Читаем Far and Away: Reporting from the Brink of Change полностью

Religious extremists had “created a lot of problems in Libya,” Saif said. “They tried to destabilize the whole society. But not anymore. Now they are weak. But the threat is there, the potential is there.” Saif noted that three Libyans had been involved in suicide bombings in Iraq last year. “They are being recruited by Zarqawi,” he said, referring to the Jordanian-born leader of al-Qaeda in Iraq, “who wants to create cells and attack American interests in Libya—oil companies, American schools, and so on. It’s a disaster for us because we want the American presence. There aren’t so many of these extremists, several dozen, but even that in a country like Libya is a big headache.” As for American security interests, he said, “We are already on your side, helping the American war on terror. It’s happening, and it’s going to happen.”

Saif’s rhetoric may beguile his Western admirers, but to the hard-liners in Libya’s government it remains anathema. Saif, for his part, refused to acknowledge the substantial Libyan opposition to reform: “Maybe there are three or four citizens like this. Not more.”

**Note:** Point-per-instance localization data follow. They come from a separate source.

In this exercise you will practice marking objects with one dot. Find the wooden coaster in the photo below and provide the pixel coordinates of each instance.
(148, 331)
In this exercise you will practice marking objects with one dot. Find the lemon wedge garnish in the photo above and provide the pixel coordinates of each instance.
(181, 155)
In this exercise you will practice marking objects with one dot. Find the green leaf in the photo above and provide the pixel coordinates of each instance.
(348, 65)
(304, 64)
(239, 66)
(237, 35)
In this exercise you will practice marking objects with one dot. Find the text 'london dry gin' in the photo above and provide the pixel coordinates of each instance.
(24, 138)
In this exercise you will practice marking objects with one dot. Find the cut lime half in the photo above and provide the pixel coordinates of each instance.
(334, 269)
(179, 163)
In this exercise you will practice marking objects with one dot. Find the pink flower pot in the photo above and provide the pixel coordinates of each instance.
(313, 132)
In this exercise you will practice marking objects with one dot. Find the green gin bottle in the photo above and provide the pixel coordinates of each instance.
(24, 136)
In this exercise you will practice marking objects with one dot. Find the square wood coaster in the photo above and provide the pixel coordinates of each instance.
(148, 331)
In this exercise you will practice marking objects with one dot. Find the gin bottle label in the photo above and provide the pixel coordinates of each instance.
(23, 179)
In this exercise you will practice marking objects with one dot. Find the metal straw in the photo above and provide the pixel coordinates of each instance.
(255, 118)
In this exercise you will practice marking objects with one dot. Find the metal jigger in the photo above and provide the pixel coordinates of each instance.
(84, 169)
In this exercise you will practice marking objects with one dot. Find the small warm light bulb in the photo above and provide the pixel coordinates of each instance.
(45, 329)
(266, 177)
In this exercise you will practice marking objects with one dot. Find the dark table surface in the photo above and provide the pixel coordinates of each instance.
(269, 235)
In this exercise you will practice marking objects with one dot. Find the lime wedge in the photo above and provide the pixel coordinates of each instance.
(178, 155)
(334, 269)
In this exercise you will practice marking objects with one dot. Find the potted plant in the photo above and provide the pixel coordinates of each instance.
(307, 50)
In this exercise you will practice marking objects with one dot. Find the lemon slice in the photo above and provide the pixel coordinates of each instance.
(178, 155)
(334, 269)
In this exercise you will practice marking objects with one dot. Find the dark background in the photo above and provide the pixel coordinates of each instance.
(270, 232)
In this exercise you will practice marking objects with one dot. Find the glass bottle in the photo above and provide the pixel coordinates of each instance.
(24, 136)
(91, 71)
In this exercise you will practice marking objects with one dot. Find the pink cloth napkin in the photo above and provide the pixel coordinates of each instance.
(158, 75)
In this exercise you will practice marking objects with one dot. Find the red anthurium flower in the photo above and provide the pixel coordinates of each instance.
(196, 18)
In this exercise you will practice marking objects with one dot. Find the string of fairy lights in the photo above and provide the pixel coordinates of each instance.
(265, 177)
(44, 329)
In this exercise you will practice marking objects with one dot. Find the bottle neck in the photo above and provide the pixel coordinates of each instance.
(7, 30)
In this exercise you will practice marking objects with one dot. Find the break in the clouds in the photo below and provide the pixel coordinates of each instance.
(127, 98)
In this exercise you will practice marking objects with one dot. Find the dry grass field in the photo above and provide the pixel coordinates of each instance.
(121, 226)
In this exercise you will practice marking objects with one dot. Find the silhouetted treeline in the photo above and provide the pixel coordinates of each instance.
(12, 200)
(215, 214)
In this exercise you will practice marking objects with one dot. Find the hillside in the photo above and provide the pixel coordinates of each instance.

That was the most outlandish of his declarations. An American congressional aide who has worked closely with Saif accurately described him as “eighty percent sophisticated.” Saif’s prospects will depend not upon his profile abroad but upon his ability to orchestrate support at home. Despite his political presence in Libya, his father’s legacy will not easily be assumed; there are too many competitors for the next generation of power. But Saif is a canny fellow. “The Principal knows that one secret of leadership is to see where the parade is headed,” one of his advisers told me, “and rush in front of it before it gets there.”

In 2004, two decades of American sanctions came to an end after Libya agreed to pay compensation to the Lockerbie families and renounced weapons of mass destruction. (Saif, who has spent a good deal of energy trying to rehabilitate Libya’s image in the world, was involved in both negotiations.) Since then, the great question in Tripoli has been how deeply reform will penetrate a country that has been largely isolated for decades. Within the government, the fighting is bitter. The National Oil Company (reformist) and the Department of Energy (hard-line) are in constant conflict, as are the Ministry of Economics (reformist) and the Libyan Central Bank (hard-line). Since Qaddafi makes the ultimate ideological decisions, the spectacle calls to mind the worst aspects of multiparty democracy, albeit without parties or democracy.

According to Ali Abdullatif Ahmida, a Libyan expatriate who chairs the political science department at the University of New England, in Maine, Qaddafi “plays his biological son Saif el-Islam against his ideological son Ahmed Ibrahim.” Ibrahim is the deputy speaker of the General People’s Congress, and the most public of an influential conservative triumvirate that also includes Musa Kusa, the head of Libyan intelligence, and Abdallah Senoussi, who oversees internal security. Ibrahim has declared that the United States, under orders from President Bush, has been “forging the Koran and distributing the false copies among Americans in order to tarnish the image of Muslims and Islam.”

The infighting helps Qaddafi moderate the pace of change. “He thinks reform should come ‘like a thief in the night,’ so that it is hardly noticed,” one family friend said. In some areas—notably with respect to civil liberties and economic restructuring—the rate of change is glacial. “What’s the hurry?” A. M. Zlitni, the country’s chief economic planner, asked when we spoke, with the careful blandness that Libyan officials affect to avoid affiliation with either camp. “We are not desperate.” In other areas, change has occurred with startling speed. Although the country is still afflicted with the legacies of its two colonial powers—Byzantine corruption and Italian bureaucracy—it has opened up to international trade with dispatch: foreign goods are for sale, even if few Libyans can afford them. You can buy Adidas sneakers and Italian shoes, along with local knockoffs such as a brand of toothpaste called Crust. In bookstores once devoid of English-language titles, you can find editions of Billy Budd, Invisible Man, and the works of Congreve. The private sector is back in force. Hundreds of channels are available on satellite TV, and Internet cafés are crowded. One senior official said, “A year ago, it was a sin to mention the World Trade Organization. Now we want to become a member.” The editor of Al Shams (The Sun), a leading state-owned paper, described a newsroom policy shift from “expressing struggle against the West to advocating working with foreign countries.”